Tras la ciencia: Científica que contribuye al despegue de la tecnología de las imágenes

February 5, 2014

Brenna Goth

Integrantes del grupo de fisiología de trigo posan para la cámara junto al dirigible. Foto: Grupo de fisiología de trigo/CIMMYT

Integrantes del grupo de fisiología de trigo posan para la cámara junto al dirigible.
Foto: Grupo de fisiología de trigo/CIMMYT

Desde que María Tattaris empezó a trabajar en el CIMMYT hace dos años, el dirigible que utiliza el grupo de fisiología de trigo en Ciudad Obregón, México, pasó de ser un aerostato dentro de un empaque a ser el principal componente de la plataforma de teledetección del grupo.

Tattaris, que es originaria de Londres, trajo consigo su bagaje de conocimientos matemáticos y experiencia en teledetección aplicada al estudio de las causas de los incendios forestales, para ayudar a desarrollar esta área en el CIMMYT. Con la teledetección los investigadores obtienen información de un área determinada sin tener que trasladarse hasta el lugar. En cuanto a cultivos, la tecnología permite observar las características y la dinámica de las plantas al paso del tiempo, y es particularmente útil en superficies extensas que son inaccesibles o que, de otra manera, resulta difícil monitorear.

No tenía mucha experiencia con los cultivos antes de llegar al CIMMYT. Sin embargo, le interesó mucho el enfoque de su puesto, que era el trabajo de campo basado en la investigación. “El trabajo ofrecía todo lo que yo estaba buscando”, apunta Tattaris.

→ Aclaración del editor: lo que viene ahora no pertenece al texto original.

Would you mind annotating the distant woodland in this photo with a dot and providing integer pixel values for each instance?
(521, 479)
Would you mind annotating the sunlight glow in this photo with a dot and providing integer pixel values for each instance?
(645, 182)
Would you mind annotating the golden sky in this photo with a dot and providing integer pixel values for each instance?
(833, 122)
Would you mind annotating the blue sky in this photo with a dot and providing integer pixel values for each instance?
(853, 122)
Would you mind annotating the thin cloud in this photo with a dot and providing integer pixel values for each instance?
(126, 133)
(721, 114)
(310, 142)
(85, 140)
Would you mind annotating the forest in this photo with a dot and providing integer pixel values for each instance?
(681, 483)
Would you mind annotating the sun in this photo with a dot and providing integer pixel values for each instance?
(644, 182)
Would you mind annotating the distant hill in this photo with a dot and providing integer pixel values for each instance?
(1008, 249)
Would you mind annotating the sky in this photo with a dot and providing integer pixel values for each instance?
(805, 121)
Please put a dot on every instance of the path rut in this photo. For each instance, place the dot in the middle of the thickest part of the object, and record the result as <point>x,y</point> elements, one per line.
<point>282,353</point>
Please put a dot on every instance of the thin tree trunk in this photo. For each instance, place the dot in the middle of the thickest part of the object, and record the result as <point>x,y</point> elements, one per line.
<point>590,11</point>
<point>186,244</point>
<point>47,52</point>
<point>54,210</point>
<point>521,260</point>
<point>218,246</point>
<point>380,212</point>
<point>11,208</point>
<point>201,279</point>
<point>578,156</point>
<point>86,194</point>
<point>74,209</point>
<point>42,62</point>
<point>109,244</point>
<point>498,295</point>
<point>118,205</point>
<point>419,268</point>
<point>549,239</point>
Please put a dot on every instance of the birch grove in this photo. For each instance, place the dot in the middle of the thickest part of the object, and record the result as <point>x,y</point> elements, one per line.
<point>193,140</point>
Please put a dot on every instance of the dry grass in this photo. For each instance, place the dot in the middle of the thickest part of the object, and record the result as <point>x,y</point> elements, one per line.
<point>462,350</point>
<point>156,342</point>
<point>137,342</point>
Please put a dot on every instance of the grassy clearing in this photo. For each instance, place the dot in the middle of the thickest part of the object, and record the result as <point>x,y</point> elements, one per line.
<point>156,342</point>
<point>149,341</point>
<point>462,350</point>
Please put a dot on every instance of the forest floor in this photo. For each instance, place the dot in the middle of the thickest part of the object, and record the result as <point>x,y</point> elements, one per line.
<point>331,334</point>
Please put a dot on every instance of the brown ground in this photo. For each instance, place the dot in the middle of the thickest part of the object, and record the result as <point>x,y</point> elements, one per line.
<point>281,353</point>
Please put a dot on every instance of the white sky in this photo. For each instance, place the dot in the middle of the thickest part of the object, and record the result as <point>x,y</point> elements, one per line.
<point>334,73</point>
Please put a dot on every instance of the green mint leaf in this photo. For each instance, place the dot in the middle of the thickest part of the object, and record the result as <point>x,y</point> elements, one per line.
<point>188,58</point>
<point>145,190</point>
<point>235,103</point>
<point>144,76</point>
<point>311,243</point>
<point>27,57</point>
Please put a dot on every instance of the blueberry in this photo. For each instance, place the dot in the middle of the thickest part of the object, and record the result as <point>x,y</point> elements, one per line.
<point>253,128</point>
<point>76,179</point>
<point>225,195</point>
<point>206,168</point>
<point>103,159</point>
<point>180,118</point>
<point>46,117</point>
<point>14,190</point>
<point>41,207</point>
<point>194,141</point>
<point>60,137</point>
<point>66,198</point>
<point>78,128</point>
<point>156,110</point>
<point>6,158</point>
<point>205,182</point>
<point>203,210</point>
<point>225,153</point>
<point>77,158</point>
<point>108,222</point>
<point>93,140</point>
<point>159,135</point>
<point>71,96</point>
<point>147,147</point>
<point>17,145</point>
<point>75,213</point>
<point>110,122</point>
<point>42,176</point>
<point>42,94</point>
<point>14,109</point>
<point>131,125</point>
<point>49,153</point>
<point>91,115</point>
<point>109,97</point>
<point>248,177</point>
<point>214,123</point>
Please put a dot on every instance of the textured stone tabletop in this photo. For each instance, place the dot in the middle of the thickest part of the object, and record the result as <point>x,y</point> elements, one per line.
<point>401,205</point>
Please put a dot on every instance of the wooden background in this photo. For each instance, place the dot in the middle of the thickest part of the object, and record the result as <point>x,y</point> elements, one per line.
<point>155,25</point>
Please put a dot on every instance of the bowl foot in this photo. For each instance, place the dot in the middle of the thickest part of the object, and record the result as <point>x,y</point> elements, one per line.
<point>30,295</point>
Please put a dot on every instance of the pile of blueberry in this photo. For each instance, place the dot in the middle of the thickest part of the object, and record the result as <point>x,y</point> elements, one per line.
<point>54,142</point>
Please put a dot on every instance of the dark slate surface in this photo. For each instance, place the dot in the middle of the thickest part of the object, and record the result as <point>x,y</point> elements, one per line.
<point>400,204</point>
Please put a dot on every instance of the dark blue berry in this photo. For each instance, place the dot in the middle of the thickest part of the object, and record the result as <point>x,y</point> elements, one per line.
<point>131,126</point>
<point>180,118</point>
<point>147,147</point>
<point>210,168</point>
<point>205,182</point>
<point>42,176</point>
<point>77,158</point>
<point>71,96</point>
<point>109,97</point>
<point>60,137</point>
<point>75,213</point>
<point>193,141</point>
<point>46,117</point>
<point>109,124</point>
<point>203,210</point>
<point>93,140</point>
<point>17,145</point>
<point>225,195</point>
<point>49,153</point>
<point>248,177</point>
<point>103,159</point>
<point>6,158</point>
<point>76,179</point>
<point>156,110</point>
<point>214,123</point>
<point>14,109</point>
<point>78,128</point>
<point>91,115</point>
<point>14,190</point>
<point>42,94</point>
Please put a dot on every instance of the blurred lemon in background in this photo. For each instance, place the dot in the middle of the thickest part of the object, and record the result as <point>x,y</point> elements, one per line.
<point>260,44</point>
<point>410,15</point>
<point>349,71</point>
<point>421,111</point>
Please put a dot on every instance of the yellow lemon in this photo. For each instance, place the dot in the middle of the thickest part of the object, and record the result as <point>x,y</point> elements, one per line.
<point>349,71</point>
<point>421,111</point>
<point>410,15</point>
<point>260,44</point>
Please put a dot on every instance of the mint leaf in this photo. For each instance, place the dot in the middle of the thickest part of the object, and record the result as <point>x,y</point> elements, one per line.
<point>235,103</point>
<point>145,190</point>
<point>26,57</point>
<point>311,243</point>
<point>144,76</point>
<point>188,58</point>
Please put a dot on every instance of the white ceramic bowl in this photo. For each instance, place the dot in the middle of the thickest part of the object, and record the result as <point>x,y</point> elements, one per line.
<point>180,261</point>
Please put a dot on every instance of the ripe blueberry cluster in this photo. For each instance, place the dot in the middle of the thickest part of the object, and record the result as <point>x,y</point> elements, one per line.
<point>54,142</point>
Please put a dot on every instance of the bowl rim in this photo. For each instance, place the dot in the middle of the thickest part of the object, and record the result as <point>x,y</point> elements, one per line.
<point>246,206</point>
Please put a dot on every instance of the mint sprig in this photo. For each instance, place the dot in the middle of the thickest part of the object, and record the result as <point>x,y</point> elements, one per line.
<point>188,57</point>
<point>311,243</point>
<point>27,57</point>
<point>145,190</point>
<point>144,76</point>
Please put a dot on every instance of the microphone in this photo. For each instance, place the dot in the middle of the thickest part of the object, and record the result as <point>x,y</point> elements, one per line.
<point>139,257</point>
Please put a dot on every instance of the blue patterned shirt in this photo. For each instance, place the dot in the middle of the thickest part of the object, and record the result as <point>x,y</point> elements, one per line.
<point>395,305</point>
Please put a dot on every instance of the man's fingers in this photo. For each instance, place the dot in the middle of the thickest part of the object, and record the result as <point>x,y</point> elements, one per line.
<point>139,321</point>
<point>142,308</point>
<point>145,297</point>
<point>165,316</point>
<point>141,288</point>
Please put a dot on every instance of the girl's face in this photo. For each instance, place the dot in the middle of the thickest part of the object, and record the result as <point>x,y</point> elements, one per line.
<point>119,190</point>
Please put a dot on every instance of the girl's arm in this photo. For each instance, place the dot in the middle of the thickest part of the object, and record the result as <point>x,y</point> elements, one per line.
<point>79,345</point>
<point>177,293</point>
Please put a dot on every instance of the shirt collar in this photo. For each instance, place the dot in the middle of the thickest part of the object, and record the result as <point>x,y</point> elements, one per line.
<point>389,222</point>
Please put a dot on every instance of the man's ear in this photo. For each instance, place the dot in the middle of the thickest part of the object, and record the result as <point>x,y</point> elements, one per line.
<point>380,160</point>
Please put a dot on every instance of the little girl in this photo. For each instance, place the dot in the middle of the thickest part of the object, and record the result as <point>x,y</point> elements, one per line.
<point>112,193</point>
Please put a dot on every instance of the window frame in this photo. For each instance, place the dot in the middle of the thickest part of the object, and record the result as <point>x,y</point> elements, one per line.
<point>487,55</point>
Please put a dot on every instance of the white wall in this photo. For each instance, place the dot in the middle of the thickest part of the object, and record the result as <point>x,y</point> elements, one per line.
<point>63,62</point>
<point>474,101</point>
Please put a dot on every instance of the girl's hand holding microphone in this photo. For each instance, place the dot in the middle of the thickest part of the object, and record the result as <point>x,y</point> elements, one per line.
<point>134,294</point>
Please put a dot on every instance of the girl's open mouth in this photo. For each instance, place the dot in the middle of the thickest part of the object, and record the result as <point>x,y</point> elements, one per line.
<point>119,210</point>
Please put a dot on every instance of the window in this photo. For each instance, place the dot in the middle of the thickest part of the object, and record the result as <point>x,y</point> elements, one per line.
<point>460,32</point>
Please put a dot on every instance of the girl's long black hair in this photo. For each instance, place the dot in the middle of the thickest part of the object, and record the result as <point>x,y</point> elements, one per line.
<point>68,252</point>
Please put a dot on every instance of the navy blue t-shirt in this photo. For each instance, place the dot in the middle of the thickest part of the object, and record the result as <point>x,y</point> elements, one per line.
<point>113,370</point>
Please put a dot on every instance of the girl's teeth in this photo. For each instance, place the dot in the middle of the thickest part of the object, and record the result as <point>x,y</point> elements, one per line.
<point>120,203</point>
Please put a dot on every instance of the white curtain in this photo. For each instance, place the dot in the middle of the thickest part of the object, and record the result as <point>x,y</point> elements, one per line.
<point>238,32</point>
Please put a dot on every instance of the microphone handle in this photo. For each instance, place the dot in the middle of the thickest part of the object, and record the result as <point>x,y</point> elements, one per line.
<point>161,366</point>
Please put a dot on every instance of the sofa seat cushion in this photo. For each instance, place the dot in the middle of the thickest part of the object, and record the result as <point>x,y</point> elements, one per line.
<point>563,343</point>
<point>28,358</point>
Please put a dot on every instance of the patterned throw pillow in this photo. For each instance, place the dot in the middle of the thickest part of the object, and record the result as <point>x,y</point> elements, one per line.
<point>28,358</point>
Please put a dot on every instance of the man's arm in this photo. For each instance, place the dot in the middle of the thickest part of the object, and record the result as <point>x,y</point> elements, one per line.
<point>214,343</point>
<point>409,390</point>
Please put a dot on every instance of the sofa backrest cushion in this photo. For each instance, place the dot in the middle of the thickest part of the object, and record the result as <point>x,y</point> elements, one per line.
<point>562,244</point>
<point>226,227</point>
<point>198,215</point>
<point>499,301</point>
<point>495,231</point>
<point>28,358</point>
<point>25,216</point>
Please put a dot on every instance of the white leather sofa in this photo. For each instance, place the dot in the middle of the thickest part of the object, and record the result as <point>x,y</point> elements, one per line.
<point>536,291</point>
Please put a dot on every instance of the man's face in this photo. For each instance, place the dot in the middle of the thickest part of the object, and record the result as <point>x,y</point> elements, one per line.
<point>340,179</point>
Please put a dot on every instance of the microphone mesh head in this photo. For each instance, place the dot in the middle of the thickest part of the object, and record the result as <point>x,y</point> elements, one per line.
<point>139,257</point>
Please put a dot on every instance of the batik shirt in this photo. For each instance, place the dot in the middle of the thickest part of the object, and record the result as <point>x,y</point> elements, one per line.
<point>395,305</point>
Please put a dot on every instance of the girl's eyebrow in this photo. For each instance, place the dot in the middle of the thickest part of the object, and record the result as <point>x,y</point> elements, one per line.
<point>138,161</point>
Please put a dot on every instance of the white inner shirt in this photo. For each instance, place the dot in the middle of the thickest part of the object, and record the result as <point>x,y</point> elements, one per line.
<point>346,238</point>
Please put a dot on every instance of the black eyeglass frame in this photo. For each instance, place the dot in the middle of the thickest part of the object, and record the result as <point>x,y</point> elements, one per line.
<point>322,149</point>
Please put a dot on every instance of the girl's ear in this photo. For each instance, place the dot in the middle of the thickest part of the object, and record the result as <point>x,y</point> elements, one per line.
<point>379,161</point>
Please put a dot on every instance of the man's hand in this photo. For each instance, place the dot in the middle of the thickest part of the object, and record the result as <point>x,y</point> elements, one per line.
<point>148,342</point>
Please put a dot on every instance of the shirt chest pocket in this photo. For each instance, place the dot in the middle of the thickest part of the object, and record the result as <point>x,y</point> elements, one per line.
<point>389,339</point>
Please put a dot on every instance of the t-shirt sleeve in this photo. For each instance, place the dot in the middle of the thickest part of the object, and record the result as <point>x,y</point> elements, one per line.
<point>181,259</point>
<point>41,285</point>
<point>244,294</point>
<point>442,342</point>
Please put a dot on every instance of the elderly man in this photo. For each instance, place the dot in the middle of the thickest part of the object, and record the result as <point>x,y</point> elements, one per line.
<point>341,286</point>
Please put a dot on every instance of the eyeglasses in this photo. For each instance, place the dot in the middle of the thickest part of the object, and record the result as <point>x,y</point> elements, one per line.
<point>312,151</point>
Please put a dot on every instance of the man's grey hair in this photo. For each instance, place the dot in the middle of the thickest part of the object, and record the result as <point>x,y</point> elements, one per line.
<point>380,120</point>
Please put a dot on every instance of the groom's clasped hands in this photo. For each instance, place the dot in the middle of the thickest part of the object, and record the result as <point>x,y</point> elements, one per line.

Al llegar a México, viajó directamente a Ciudad Obregón y allá empezó a trabajar con un dirigible de helio, que, anclado con cuerdas, flota a 70 metros por encima de los sembradíos y ayuda a analizar las propiedades fisiológicas del trigo. Además del dirigible, el equipo de fisiología cuenta con un vehículo aéreo no tripulado. A esta pequeña aeronave controlada remotamente se le adaptaron dos cámaras, una termal y una multiespectral. Con las imágenes que graban las cámaras podemos saber si una planta está sana o si está sujeta a estrés, dice Tattaris. La resolución de las imágenes puede ser de hasta cuatro centímetros de altura. Esto significa que cada pixel representa cuatro metros de la superficie y que por tanto se pueden hacer mediciones en cientos de parcelas en una sola toma. La plataforma de teledetección aérea tiene potencial de uso como herramienta de selección entre las líneas con mejor comportamiento. Tattaris pasa varios meses del año en Ciudad Obregón, donde empieza a trabajar en el campo a las cinco de la mañana o muestra su trabajo a los visitantes. En El Batán, se concentra en el análisis de datos.

La teledetección está siendo utilizada en varios sitios del CIMMYT y recientemente fue tema de un taller celebrado en la ciudad de México. El uso de esta tecnología puede ser útil para aumentar la eficiencia, ayudar a los investigadores a seleccionar materiales en ensayos más extensos y a que haya menos errores.